In the vast majority of my photo and video performances, with very few exceptions, the focus of the action develops from the plane of my face, expressions, “masks”, almost characters in “facial performances”. The word is not always present, but when it occurs, for example, as in the series “Não Quero nem ver”, it drives and composes meanings, and semantic dimensions, which intensify the meanings proposed by the performance.
And many of these video-performances, as is also the case with “Não Quero Nem Ver”, are developments and carry meanings from poetic texts created by me previously, in the column “…umas”, which I kept weekly in Jornal da tarde, from 1993 to 1996. This type of procedure is also part of my work process. A feeling, sometimes, that each work is never completely “finished”, always continues in another, and so on, reaching (I hope!), new meanings that can transcend the simple act of exposure to a camera, whether photographic or of video.
AL: What motivates you to start a new project?
LB: I have, on a daily basis in my studio, several projects (some long-standing) in progress, which I always revisit. Lots of ideas and notes anyway. And new ideas are also being registered. But the creation process also varies according to circumstances, requests and opportunities that arise for the development of original works, and to give shape and meaning to ideas. But always, in one way or another, these works are always born from my poetics and issues in the field of my interest.
AL: What are the biggest challenges you face?
LB: Oh! There are so many! Challenges are always present in creation processes, and in life… And taking risks is also part of it. Perhaps the biggest challenge, for me, in the creative process is exactly the moment of decision to choose a path based on an idea, give it form and generate meanings. Decide on techniques, languages and supports so that the work materializes and generates meanings and fruition, in its reception. And most of the time, from the moment we decide for it, this path becomes a point of no return, and we feel the need to move forward and establish the “end point” of the work in question. And within that process, as I mentioned above, the “chance” element requires decisions, acceptance, or not, and that also involves taking risks, and constant challenges.
AL: And what lies ahead?
LB: At the moment I am producing works for a solo exhibition that opens on March 8th, in the new gallery space Gomide & Co. Very lively, new works, which start from a reflection on issues related to Time. Here follows a spoiler of the title: I CAN’T SEE THE TIME.

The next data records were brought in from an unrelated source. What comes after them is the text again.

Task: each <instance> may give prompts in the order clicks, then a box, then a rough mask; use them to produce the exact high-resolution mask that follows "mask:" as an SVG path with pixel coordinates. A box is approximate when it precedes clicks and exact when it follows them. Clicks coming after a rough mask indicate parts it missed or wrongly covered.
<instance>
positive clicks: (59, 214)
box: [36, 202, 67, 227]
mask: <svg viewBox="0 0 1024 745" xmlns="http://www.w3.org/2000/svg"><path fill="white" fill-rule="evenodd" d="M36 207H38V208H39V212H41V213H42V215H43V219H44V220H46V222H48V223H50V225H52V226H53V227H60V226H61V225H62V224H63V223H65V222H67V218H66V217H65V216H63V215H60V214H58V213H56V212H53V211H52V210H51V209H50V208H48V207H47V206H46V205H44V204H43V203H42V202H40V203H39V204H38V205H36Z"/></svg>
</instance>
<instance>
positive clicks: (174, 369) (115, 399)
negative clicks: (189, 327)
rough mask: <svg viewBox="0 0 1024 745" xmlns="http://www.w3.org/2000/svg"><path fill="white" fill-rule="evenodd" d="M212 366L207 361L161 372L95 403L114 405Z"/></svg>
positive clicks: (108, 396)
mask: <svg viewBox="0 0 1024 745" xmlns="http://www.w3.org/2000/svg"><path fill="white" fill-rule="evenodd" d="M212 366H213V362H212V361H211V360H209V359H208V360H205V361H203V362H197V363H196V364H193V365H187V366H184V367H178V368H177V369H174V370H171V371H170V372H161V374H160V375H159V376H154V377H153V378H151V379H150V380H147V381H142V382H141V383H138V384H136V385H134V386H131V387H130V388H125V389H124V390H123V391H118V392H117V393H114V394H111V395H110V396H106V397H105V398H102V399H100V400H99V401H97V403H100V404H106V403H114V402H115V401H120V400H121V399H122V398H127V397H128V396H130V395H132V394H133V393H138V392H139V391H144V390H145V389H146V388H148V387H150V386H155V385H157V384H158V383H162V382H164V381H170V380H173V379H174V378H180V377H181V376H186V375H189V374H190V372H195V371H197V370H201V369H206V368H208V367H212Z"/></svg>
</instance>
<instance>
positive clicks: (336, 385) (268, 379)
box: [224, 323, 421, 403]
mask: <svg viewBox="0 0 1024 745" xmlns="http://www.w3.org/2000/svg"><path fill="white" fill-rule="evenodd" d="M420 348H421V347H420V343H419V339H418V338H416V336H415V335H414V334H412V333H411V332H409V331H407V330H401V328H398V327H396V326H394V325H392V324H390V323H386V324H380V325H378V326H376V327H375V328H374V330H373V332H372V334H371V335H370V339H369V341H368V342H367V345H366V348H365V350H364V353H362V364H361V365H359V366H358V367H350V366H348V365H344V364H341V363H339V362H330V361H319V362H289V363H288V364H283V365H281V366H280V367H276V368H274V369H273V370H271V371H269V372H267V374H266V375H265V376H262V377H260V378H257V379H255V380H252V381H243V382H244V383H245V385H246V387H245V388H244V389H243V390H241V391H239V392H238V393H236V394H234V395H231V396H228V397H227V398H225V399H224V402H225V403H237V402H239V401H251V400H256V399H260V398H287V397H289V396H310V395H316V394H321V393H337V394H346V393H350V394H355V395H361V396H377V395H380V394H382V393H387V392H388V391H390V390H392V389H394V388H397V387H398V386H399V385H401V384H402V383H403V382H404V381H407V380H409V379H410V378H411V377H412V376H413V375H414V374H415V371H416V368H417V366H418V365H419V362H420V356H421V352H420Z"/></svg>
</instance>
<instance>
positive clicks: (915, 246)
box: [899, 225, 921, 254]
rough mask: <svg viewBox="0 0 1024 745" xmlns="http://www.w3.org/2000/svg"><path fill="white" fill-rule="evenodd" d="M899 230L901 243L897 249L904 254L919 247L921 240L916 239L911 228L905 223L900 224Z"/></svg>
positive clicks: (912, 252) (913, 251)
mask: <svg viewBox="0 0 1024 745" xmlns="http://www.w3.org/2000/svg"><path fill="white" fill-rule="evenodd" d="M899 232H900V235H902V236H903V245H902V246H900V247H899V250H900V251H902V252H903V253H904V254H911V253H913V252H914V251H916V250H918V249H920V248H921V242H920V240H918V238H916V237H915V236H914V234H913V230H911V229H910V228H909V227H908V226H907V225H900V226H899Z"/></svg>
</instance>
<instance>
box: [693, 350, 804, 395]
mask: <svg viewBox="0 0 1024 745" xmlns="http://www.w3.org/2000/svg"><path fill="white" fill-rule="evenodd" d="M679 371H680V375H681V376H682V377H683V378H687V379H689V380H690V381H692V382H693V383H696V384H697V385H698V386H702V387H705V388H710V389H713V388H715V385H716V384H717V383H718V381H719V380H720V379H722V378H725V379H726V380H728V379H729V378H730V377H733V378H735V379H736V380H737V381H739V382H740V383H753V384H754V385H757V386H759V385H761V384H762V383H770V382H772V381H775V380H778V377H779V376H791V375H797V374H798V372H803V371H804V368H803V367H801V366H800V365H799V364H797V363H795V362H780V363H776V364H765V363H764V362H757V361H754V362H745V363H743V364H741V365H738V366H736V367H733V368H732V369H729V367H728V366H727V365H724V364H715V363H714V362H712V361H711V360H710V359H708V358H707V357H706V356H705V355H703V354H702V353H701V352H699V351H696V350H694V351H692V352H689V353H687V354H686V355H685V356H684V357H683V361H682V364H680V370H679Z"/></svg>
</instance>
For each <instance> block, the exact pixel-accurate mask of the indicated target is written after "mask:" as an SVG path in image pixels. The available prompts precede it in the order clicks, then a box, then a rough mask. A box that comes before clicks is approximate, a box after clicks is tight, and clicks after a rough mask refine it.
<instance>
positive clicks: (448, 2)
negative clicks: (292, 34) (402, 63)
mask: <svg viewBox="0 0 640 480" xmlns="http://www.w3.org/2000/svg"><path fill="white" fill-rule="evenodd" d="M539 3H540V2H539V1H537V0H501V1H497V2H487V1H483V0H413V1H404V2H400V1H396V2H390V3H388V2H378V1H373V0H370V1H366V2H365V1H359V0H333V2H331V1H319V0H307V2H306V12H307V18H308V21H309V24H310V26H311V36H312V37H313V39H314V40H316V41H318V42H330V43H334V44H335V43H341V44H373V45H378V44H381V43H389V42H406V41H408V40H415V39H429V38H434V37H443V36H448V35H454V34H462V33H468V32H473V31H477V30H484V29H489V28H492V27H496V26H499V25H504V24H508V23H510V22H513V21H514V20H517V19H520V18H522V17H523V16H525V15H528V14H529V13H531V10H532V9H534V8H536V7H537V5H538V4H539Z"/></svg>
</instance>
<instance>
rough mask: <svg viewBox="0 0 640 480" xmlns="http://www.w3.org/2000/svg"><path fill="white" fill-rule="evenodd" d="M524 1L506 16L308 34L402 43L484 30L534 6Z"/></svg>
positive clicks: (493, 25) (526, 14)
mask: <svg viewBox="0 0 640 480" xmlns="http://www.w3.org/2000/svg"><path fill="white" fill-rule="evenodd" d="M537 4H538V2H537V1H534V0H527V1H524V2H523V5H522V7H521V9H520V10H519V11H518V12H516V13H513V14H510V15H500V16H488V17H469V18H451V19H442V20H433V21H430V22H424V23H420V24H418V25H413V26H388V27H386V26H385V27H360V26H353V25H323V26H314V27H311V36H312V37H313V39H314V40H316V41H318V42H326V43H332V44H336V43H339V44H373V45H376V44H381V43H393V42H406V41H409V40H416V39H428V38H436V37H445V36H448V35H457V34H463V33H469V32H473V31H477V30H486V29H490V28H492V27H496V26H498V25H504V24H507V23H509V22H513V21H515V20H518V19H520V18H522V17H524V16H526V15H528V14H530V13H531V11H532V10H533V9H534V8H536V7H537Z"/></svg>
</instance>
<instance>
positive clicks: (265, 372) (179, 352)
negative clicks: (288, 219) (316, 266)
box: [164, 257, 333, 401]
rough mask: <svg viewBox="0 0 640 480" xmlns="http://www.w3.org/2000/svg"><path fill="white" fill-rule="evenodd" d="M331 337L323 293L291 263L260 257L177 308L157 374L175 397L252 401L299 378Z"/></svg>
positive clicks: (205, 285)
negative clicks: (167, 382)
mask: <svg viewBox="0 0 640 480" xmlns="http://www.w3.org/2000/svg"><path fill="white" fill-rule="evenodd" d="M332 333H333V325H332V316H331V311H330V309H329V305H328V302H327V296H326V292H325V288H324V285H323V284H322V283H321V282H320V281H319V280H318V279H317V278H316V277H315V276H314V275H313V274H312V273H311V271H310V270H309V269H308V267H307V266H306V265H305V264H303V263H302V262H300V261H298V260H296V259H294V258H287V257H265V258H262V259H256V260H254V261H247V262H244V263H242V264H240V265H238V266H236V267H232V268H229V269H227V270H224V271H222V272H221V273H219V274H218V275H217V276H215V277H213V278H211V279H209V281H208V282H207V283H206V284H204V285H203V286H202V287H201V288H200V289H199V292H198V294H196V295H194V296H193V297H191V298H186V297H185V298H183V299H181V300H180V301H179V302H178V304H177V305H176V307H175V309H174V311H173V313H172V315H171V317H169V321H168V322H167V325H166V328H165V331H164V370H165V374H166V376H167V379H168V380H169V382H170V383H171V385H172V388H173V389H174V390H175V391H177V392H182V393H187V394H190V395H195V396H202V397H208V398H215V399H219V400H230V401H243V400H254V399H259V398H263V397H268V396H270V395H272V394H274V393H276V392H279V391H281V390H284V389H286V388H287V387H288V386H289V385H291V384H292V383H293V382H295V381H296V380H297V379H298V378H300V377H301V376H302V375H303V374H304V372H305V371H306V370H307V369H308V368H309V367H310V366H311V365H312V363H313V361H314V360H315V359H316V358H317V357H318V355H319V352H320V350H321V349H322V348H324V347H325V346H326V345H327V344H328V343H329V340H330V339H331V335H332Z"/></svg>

Born in Northeastern Brazil and based in São Paulo, Ana Leal is an artist who works primarily in photography, considering it to be a tool for both depicting and escaping from reality.
Inspired by minimalist traditions and impressionist painters her images result simple and often abstract. She captures imagery she observes or stages shooting with 50mm lenses.
Leal is a Gold Award winner on the 2020 Tokyo International Foto Awards and the 15th Julia Margaret Cameron Award Winner both in the abstract category. She completed her Master of Fine Arts at Miami International University of Arts and Design (2018) and her work is part of the collection of the Florida Museum of Photographic Arts – FMoPA.